I felt myself being swung around in the air again, faster than ever. This time I don't know what piece of the Cuchulain tested its strength on my skull, and if Joe Munroe said anything to me, I can't report it.
I vanished into space. I didn't see even a single star.
* * *
It was a point of pride with me that I had never thrown up in free-fall. But I came close to it when I swam back to consciousness.
It was my head that hurt, dull throbbing pressure all around my skull. Yet it was rolling nausea in my stomach that caused me the most distress. I knew that any movement at all would finish me off and I hung motionless with my eyes closed, feeling thoroughly sorry for myself.
Joe Munroe didn't offer a scrap of sympathy. I can't have been unconscious for more than a few seconds, and he still had me by the neck. He gave a vicious squeeze, and I gasped.
"That's better," he said. "Don't pretend you're not awake.

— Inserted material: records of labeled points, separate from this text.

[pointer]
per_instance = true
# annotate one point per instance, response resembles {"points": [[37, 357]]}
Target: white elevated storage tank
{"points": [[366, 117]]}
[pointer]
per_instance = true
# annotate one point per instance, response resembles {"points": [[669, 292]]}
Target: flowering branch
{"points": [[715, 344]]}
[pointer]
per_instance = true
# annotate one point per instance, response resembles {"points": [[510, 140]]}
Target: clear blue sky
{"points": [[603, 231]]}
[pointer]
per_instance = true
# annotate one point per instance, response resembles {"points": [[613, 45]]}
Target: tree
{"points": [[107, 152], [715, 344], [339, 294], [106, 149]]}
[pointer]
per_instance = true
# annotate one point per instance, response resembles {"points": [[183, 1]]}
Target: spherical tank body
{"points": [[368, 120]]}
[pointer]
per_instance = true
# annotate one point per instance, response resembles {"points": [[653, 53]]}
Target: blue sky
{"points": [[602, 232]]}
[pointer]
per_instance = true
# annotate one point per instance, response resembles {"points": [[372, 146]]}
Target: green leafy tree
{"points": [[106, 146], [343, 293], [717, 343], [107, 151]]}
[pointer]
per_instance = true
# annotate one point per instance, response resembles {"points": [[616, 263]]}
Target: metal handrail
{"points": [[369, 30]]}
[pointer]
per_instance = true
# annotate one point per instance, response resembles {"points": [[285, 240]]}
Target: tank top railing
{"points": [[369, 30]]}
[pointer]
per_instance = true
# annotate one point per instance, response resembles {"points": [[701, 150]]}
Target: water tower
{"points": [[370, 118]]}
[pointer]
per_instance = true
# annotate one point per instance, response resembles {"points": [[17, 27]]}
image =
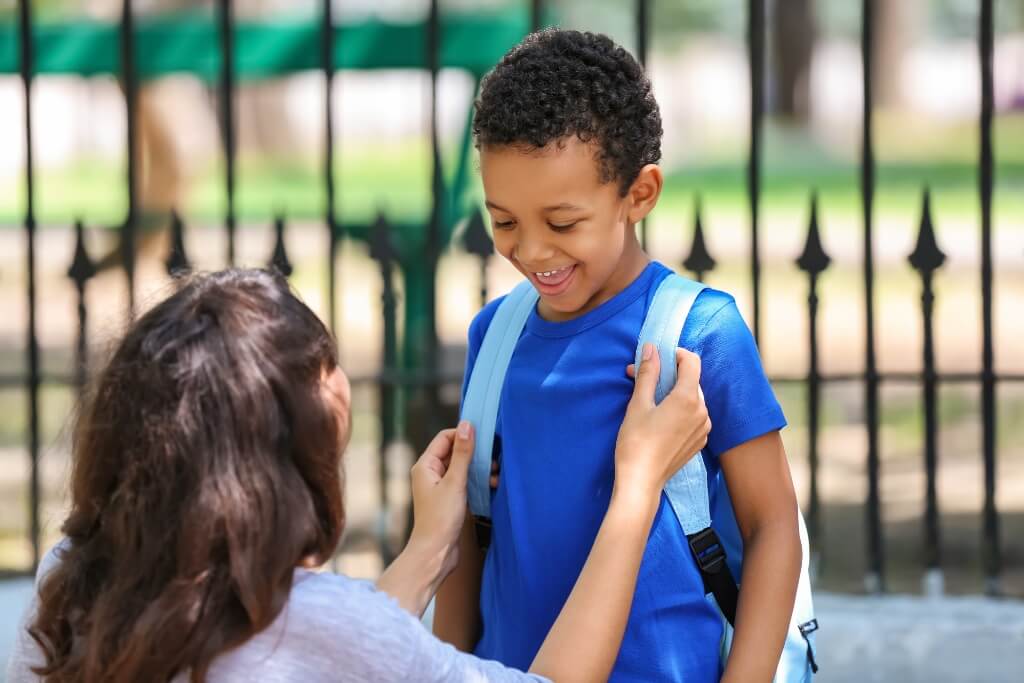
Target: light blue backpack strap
{"points": [[687, 489], [484, 390]]}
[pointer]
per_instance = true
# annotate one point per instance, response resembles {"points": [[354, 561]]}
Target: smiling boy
{"points": [[569, 137]]}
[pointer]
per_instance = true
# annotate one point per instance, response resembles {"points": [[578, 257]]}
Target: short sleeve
{"points": [[740, 401]]}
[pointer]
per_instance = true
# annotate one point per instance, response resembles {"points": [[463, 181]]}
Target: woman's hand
{"points": [[438, 510], [439, 493], [655, 441]]}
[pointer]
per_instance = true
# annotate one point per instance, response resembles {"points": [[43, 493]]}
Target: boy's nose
{"points": [[532, 253]]}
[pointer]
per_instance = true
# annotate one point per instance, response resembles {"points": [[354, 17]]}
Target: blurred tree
{"points": [[794, 35]]}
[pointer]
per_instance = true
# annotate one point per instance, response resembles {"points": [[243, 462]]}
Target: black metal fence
{"points": [[419, 381]]}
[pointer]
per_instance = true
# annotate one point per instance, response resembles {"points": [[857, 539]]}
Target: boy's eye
{"points": [[561, 227]]}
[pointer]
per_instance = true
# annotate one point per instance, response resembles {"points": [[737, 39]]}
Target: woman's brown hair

Now, if you know what's good for you, you're going to answer a few questions. Don't move, either, or I'll whack you a good one next time." He shook me, as though I was a child's doll. "Let's talk about Paddy's Fortune. You found things there, didn't you, and never told us?"
It's easy to talk about being brave, and a lot harder to do it. "Yes," I whispered. I didn't want him to hit me again.
"And this is one of the things you found, right? Come on, open your eyes and look. Right now. Unless you want me to pop your eyeballs out of your skull and make you swallow them."